[SOLVED] Problem with misssing /etc

joker2048 · Feb 29, 2024

Dear all,

I dont know why but my folder /etc/pve is empty. So pve will not start (of course).

I have backup of my VMs but these backups a a few days old (due to another problem which is out of scope here).

The VM disks on my proxmox seem to be there. Is there any good way to use my "a little bit old" backups and combine them with my disks to create a most current state?

I have another host on which I already installed a fresh proxmox instance.

Any idea on this? Should I use the dd command (and when yes how)?

Yours
joker2048

leesteken · Feb 29, 2024

joker2048 said:
I dont know why but my folder /etc/pve is empty. So pve will not start (of course).

It's a database that is exposed as a filesystem: https://pve.proxmox.com/pve-docs/pve-admin-guide.html#chapter_pmxcfs It's probably because some of the PVE services did not start because you are having some kind of problem. This is not uncommon (did you search the forum?) but I don't have the details at hand.

joker2048 said:
I have backup of my VMs but these backups a a few days old (due to another problem which is out of scope here).

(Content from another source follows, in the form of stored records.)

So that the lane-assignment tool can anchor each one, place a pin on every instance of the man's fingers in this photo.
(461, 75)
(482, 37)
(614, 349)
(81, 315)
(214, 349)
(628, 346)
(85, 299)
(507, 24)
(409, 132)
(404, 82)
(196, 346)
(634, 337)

Maybe it is related and that's why Proxmox is not loading.

joker2048 said:
The VM disks on my proxmox seem to be there. Is there any good way to use my "a little bit old" backups and combine them with my disks to create a most current state?

I have another host on which I already installed a fresh proxmox instance.

Any idea on this? Should I use the dd command (and when yes how)?

No definitely not blindly copy the Proxmox configuration from another system. Sorry for not being more helpful right now, but I wanted to stop you from ruining this system beyond repair.

EDIT: What is the output of systemctl status pve-cluster? Any problems stand out from journalctl -b 0 (use the arrows keys to scroll)?

joker2048 · Feb 29, 2024

Oh ok, good point.

I thought of a script error of myself because I replace the pem and key file with a wildcard certificate I use on my external servers (split dns setup at my homelab). This script deletes files (but normallyn only the according .key and .pem) so perhaps this could be a cause. I do not thought of that /etc/pve is a mounting point.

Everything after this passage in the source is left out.